“Para” means closely related and “metric” means measure. Nonparametric statistical method, as the name suggests, has a different approach from the parametric statistics analysis. Nonparametric tests can be used with both the nominative and ordinal parameters of measurement. Its major contrast with parametrical method lies in the fact that it does not follow the usual distribution of curve or require assumptions to be made about the data format.
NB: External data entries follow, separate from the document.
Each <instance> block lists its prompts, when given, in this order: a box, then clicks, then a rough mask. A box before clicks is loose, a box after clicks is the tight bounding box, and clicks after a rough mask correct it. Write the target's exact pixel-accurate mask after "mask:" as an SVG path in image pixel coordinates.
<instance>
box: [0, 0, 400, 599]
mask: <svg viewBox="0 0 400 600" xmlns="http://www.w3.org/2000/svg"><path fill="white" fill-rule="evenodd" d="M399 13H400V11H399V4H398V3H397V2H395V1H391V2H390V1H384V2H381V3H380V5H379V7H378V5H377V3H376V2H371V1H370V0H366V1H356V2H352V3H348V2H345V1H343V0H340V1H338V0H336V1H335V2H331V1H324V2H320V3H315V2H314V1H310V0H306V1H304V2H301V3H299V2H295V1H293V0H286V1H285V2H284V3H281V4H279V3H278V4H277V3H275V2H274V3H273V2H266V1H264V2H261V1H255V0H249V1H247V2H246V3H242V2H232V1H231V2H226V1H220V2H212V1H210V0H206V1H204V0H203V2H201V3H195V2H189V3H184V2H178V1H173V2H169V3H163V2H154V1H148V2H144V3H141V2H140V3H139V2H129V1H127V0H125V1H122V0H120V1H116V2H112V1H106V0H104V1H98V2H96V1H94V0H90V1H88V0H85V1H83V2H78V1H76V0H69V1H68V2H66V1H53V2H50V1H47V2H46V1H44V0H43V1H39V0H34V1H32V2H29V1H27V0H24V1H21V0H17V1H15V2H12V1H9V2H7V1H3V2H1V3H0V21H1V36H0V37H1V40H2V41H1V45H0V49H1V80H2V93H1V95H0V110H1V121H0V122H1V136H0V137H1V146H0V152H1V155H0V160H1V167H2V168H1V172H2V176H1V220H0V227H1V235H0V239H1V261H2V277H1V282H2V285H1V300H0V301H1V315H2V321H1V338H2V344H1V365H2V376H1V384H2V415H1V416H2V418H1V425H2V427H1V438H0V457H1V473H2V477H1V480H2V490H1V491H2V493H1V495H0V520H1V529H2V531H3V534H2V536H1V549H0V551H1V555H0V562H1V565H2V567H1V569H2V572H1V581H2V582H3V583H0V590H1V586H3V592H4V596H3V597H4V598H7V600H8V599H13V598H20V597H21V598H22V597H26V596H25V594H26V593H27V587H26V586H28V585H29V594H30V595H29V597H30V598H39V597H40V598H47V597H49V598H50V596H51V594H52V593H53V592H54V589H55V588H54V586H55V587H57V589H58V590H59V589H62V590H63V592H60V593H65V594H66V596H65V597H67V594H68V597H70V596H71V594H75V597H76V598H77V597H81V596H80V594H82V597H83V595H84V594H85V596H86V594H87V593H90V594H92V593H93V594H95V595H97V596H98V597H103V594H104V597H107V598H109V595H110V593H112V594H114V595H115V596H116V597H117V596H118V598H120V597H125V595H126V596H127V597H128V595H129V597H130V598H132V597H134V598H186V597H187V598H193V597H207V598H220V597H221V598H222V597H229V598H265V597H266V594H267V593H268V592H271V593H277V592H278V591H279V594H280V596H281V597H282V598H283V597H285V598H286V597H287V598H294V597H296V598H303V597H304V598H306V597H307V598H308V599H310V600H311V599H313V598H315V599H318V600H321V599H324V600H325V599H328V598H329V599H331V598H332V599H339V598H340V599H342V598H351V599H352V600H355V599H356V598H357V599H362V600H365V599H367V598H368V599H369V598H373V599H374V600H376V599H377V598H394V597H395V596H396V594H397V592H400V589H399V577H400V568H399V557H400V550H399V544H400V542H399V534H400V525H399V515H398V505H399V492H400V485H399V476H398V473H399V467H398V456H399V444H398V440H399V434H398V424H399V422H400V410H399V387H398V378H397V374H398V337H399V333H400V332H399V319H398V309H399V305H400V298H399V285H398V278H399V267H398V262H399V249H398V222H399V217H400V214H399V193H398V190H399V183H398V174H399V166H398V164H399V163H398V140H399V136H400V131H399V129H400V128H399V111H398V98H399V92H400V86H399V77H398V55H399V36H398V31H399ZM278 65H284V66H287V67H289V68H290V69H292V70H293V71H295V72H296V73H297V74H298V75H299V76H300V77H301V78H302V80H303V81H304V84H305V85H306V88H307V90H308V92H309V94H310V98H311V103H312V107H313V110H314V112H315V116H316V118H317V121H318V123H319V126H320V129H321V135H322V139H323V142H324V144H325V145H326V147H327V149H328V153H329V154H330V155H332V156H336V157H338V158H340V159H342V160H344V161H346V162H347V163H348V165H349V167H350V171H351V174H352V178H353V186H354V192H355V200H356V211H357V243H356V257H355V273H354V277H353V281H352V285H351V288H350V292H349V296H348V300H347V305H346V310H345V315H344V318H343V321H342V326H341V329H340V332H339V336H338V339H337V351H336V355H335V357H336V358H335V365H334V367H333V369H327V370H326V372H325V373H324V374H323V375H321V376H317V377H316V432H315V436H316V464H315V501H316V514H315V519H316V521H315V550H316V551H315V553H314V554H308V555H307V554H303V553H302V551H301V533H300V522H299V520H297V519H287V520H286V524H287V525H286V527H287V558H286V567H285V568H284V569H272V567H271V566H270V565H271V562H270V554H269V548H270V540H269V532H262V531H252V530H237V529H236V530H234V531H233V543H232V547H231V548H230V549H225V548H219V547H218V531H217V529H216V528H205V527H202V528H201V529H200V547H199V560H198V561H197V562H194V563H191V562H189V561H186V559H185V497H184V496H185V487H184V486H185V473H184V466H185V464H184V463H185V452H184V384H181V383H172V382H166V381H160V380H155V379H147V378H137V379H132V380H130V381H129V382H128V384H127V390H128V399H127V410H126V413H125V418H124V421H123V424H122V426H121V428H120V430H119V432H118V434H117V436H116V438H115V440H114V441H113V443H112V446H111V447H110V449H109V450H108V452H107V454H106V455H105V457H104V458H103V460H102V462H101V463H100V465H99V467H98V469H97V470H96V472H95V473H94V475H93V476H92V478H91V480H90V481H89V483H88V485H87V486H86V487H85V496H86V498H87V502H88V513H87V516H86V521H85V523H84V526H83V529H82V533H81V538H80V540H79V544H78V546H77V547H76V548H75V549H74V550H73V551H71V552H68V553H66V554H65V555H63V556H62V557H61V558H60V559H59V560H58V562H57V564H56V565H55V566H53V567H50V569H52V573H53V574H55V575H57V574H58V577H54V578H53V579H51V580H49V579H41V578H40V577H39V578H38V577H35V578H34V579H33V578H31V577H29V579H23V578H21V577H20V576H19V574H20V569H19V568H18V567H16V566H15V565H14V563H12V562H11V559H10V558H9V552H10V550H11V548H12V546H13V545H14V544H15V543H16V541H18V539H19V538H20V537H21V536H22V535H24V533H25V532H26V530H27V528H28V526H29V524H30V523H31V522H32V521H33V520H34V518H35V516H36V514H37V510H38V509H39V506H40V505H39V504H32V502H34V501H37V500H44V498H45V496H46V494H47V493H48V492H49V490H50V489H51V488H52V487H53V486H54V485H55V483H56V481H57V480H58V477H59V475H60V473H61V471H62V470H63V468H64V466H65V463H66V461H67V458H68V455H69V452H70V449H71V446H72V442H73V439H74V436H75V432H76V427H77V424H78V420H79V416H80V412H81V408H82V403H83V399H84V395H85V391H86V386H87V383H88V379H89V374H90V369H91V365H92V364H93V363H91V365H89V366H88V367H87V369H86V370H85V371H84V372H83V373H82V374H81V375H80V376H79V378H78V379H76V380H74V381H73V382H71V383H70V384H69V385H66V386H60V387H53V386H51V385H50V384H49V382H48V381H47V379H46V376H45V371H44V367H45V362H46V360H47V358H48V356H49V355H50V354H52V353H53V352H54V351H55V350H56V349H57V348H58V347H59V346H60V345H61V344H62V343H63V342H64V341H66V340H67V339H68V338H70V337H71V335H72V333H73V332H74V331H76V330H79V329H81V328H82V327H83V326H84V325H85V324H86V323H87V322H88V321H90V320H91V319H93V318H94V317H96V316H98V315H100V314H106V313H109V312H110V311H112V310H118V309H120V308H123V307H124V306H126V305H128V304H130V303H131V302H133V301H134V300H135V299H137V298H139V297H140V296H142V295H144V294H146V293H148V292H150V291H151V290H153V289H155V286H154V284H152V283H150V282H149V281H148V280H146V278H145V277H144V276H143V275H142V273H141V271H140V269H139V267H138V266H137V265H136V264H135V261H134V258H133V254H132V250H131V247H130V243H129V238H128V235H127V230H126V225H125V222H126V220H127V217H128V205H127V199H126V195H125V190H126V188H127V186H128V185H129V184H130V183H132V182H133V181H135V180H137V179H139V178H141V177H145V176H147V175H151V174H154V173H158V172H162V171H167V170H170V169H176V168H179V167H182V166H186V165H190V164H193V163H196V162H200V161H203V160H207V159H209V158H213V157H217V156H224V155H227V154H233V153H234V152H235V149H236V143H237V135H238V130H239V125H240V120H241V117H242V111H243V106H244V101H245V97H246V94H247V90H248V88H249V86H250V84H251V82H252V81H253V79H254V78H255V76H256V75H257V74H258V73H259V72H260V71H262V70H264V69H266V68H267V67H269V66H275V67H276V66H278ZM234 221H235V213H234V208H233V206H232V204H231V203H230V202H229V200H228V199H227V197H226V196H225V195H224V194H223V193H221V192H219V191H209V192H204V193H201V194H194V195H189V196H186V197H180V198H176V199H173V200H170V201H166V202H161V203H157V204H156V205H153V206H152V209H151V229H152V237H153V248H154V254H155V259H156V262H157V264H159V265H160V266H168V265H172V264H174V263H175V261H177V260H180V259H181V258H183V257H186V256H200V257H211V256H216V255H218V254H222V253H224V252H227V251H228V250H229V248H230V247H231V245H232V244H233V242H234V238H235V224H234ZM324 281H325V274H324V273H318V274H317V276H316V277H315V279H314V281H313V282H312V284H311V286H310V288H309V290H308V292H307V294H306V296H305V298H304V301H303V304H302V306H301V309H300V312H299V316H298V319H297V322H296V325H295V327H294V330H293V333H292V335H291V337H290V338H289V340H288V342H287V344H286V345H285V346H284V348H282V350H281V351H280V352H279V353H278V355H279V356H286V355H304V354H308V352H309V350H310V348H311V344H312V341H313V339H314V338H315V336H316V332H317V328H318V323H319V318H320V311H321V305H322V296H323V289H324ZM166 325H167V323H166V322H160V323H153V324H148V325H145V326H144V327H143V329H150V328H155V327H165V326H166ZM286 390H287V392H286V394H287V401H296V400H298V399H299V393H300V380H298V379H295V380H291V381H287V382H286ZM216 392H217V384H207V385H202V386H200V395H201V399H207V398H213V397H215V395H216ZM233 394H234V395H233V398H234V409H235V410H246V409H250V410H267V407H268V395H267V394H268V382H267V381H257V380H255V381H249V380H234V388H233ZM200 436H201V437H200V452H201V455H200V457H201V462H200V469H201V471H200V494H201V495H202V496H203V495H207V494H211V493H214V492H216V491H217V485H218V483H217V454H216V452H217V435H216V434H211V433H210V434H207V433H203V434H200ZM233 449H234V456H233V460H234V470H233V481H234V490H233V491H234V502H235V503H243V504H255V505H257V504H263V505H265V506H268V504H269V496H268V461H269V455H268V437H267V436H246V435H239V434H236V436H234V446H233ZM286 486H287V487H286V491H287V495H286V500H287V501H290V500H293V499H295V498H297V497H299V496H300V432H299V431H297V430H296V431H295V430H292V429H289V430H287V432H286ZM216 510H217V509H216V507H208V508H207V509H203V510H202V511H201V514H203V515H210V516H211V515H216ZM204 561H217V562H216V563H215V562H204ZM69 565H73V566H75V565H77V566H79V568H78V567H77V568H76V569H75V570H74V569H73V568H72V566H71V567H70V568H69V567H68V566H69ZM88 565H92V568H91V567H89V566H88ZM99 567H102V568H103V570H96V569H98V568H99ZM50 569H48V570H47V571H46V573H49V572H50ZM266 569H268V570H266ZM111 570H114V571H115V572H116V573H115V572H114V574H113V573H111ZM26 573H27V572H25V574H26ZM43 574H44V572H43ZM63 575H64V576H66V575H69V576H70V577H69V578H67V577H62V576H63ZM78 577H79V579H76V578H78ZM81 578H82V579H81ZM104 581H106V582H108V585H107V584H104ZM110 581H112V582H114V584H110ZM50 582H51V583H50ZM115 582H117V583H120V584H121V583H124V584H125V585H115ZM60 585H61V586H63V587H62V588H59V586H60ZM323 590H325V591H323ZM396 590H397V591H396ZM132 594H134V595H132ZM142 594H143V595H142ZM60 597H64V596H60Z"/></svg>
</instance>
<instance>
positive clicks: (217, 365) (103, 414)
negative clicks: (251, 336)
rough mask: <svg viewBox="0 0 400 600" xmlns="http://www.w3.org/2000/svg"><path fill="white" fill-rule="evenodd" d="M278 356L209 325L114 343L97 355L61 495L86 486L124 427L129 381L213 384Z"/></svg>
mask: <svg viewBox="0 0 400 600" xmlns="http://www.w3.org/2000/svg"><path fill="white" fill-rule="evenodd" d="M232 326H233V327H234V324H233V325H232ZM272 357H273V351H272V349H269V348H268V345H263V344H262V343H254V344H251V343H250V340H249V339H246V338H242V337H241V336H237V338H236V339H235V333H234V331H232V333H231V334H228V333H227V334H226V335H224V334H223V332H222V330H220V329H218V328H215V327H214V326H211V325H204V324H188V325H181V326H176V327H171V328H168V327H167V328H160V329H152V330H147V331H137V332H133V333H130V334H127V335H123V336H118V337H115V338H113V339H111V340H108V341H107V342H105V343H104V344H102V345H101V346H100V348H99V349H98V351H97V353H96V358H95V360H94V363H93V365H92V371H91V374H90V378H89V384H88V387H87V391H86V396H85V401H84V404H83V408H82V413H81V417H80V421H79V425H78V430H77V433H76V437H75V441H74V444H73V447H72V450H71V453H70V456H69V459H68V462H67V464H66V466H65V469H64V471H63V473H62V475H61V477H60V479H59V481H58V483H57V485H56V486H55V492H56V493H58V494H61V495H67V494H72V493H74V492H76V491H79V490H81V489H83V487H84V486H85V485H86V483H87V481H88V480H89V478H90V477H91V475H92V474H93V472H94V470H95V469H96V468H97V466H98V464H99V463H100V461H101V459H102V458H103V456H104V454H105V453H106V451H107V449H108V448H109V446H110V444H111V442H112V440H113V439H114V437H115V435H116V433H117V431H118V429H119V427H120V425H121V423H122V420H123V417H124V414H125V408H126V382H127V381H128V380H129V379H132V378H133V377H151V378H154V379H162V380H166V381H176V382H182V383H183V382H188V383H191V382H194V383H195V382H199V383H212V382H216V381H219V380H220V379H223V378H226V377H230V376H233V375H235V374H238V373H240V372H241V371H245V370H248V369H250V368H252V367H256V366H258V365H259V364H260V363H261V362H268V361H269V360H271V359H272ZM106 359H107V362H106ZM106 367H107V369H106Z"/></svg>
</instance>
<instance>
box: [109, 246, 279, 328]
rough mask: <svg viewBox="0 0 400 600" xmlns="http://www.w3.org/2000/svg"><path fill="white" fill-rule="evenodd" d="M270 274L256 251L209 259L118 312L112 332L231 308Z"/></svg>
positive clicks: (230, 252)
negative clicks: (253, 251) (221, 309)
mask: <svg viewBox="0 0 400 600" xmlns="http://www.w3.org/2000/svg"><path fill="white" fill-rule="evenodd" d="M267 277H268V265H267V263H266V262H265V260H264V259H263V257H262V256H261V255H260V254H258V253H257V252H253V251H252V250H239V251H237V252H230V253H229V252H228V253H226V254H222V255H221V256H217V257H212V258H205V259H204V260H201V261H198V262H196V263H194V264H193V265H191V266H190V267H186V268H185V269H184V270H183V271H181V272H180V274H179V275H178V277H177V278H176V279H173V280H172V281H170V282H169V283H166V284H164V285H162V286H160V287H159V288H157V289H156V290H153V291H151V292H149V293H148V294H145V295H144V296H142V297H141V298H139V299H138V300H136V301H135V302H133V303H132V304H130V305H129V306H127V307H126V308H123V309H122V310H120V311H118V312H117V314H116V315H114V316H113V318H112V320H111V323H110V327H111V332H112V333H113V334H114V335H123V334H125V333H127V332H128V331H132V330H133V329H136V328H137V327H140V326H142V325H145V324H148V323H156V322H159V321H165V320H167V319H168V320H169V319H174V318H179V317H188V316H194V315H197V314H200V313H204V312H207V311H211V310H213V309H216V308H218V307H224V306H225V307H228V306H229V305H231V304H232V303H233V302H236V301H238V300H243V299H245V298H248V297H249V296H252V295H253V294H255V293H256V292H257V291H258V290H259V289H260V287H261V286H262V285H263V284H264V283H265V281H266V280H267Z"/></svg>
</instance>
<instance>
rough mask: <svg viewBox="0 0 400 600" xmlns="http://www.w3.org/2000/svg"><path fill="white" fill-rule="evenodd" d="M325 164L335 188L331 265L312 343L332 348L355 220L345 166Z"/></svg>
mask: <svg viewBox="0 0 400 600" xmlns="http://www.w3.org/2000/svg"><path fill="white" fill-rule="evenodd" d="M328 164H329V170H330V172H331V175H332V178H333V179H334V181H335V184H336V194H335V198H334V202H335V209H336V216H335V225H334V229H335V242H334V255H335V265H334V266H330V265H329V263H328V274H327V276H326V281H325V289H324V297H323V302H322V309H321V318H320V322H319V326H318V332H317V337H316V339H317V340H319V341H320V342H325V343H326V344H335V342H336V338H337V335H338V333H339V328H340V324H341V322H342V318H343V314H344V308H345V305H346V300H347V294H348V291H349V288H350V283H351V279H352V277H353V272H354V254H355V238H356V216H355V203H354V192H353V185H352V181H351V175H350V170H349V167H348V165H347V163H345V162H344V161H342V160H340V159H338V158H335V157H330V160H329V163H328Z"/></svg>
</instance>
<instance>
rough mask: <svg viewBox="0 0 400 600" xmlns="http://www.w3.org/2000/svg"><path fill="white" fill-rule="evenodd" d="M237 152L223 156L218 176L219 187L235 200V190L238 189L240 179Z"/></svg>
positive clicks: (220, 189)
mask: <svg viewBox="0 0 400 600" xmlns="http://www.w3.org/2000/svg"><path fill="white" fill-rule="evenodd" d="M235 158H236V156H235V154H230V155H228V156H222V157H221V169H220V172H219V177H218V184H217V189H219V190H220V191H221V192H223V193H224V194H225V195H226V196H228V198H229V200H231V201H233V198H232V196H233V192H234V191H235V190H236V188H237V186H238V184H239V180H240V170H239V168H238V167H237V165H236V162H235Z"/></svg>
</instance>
When these assumptions are not true of the main data, it is possible to apply a compatible transformation. In the cases where even transformed data don’t comply with the assumptions, use of t-tests, or parametric analysis is becomes invalid. You need to consider the raw data you have collected, the type of comparison you wish to make in your dissertation before choosing nonparametric statistics.
This is perhaps the most widely used nonparametric methods of all time. It caters to a number of services, the most notable of them is its use a mode of comparison between a single sample with an assumed value. It is useful when paired or single t-tests might be generally applied. Aspects like the relative calculation of risk factor, detrimental effect and development of an issue are represented through the study.
Nonparametric tests are used for various services of different fields such as in behavioral science where there is no basis of assumption of certain types of distributions. As mentioned earlier, nonparametric test is applicable for both ordinal and nominal levels of measurement. Note that parametric tests should not be altered by nonparametric when the former is more suitable. The later should be exercised only when the assumptions of the parametric tests cannot be satisfied. It is a perfect method when the number of the data is minimal and when there is no basis of assumption for certain types of distributions.